¿Cae el señor de las Trumpadas?

Donald Trump durante un acto de campaña este 6 de abril en Bethpage, Long Island, Nueva York. (Foto: EFE)

Donald Trump durante un acto de campaña este 6 de abril en Bethpage, Long Island, Nueva York. (Foto: EFE)

Todo parece indicar que Donald Trump, el favorito hasta ahora para alzarse con la nominación republicana a la presidencia en Estados Unidos, ya no la tiene tan fácil. La razón: su derrota en las primarias de Wisconsin, un estado del que necesitaba sacar un triunfo certero para evitar que la decisión final de su candidatura se tome en la convención de julio. Me imagino que Trump debe temer que esa convención resulte demasiado parecida a un capítulo de la serie House of Cards (de la que confieso soy seguidora desde la primera temporada), en la que las cosas cambian súbitamente, pese a que en los minutos previos todo sugiriera un pastel ya cocinado. 

El “establishment” del partido fundado por Abraham Lincoln detesta a Trump con odio feroz. Tampoco son fanáticos de Ted Cruz, el hombre que desde Wisconsin afirmó que “el punto de inflexión ha llegado”. Por ello están quienes aseguran, desde hace algunas semanas, que ni uno ni otro serían, al final, el abanderado de esta agrupación. Por inverosímil que parezca, las reglas lo permiten. La derrota de Trump en Wisconsin abre la puerta para desarrollar una “convención abierta”. La única manera de evitarla es que el magnate neoyorquino se asegure 1,237 delegados antes del 18 de julio, pero para ello tiene que triunfar, sobre todo, en los estados en que el ganador se lleva a todos los delegados, como Delaware y Nueva Jersey. Con los que obtuvo esta semana suma 743. Las matemáticas, según algunos observadores, no le ayudan.

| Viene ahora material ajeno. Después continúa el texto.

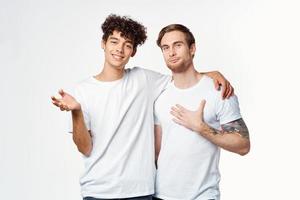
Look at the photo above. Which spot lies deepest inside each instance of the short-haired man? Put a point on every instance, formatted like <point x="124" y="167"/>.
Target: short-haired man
<point x="112" y="115"/>
<point x="187" y="133"/>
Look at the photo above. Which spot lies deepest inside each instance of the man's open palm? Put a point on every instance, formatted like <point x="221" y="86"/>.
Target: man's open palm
<point x="66" y="102"/>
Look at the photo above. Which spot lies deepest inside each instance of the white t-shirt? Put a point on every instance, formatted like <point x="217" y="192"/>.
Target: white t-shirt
<point x="119" y="115"/>
<point x="188" y="163"/>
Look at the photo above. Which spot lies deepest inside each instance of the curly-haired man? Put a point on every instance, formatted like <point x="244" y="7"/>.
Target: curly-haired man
<point x="112" y="115"/>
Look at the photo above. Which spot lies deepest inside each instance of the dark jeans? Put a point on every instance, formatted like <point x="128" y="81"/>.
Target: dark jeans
<point x="149" y="197"/>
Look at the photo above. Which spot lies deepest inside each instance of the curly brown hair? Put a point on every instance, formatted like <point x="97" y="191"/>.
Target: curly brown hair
<point x="129" y="28"/>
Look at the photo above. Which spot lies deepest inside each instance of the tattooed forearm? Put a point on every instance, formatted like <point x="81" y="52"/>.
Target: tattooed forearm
<point x="237" y="126"/>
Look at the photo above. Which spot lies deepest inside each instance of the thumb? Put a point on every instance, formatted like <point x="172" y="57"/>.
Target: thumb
<point x="201" y="106"/>
<point x="61" y="92"/>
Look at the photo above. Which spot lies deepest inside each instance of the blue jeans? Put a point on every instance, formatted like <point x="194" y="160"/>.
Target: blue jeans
<point x="149" y="197"/>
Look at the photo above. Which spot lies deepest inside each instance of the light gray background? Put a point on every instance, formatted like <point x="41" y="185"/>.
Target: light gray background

Hoy, el mayor enemigo de Trump es Donald. Sus polémicas declaraciones en torno al aborto, cuando afirmó que las mujeres deberían enfrentar "algún tipo de castigo" si se prohíbe la práctica, se suman otras cuatro contradicciones que han tenido como resultado que el 70 por ciento de las estadounidenses tengan una percepción negativa del precandidato. De estos números están perfectamente conscientes los del “establishment”. Saben, además, lo que significa: que en un mano a mano con Hillary Clinton, no tienen siquiera una remota posibilidad de triunfar en las elecciones generales.

Por tal razón, Wisconsin les da un respiro. Y surgen de nuevo las especulaciones de que en la convención abierta el designado será Paul Ryan, el Presidente de la Cámara de Representantes, quien ha negado una y otra vez estar interesado en ser el candidato, lo cual sólo alimenta las conjeturas. Al parecer, un partido Republicano profundamente dividido estaría dispuesto a darle la espalda a sus electores con tal de no ser humillado dentro de siete meses. A partir de ahora cada primaria será decisiva, y lo más seguro es que después del siete de junio, cuando se cierren las urnas en California, Montana, Nueva Jersey, Nuevo México y Dakota del Sur, quede claro que el panorama no se aclaró. Y en Cleveland la realidad podría superar a la ficción. House of Cards en vivo, directo y a todo color.